Bahrein fue el país en el que más se notó la influencia del levantamiento de los clérigos debido a su mayoría chií y porque fue provincia de Irán hasta 1971, cuando el sha renunció de manera formal a la histórica reivindicación de los persas sobre el territorio. Por el contrario, el ejemplo de Teherán supuso un peligro menor en otros Estados suníes del Golfo, sobre todo durante la guerra entre Irán e Irak. En Bagdad, Sadam Husein logró anular el impacto de la revolución de los ayatolás, a pesar de ser un suní que gobernaba a una población chií (el 60% de los habitantes), especialmente en el sur.

La influencia más directa y duradera se vio y sigue viéndose en Líbano, con una gran comunidad chií.
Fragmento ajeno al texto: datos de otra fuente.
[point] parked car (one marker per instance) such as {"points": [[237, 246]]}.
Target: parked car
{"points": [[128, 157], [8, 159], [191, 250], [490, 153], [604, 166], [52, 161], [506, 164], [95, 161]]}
El imán Musa al Sader, clérigo de origen iraní y sobrino de Mohamed Baqir al Sader, dirigió las movilizaciones chiíes a lo largo de los 60 y 70, hasta su desaparición en Libia en 1978. Musa al Sader tuvo una influencia crucial por su interpretación revolucionaria del simbolismo chií en Líbano, comparable a la interpretación revolucionaria del islam que hacía Jomeini. Creó el movimiento de los mahrumines y su rama militar, Amal, cuyo objetivo eran las reformas sociales, económicas y políticas. En paralelo y durante la segunda invasión israelí de Líbano, en 1982, nació Hezbolá.
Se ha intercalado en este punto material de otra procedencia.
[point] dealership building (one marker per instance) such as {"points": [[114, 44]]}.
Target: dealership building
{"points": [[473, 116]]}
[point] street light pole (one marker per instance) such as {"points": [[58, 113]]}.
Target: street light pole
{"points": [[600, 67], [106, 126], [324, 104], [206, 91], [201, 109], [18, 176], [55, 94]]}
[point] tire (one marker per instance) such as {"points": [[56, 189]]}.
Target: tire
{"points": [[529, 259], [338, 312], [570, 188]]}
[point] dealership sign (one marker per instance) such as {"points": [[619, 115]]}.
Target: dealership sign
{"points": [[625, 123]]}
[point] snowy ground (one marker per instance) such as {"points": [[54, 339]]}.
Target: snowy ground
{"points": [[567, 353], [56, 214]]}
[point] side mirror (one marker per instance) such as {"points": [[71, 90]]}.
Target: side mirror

Los regímenes nacionalistas empezaron a ser conscientes del nuevo peligro coincidiendo con el principio de la desaparición del sistema socialista y el fracaso de los programas de desarrollo en la mayoría de los países del Tercer Mundo, incluidos los árabes. Esto demostró la fragilidad y la debilidad del Estado-nación árabe, que le incapacitaba para emprender guerras, proteger el territorio nacional y proporcionar ropa y alimentos a sus ciudadanos. Además, los acontecimientos regionales y mundiales arrebataron a los regímenes árabes su legitimidad ideológica sin ofrecer ninguna alternativa. Hoy, mientras los procesos políticos oficiales impiden por completo la formación y el desarrollo de fuerzas políticas moderadas, tanto islamistas como nacionalistas, el terreno ha quedado por entero a disposición de los integristas y los yihadistas radicales.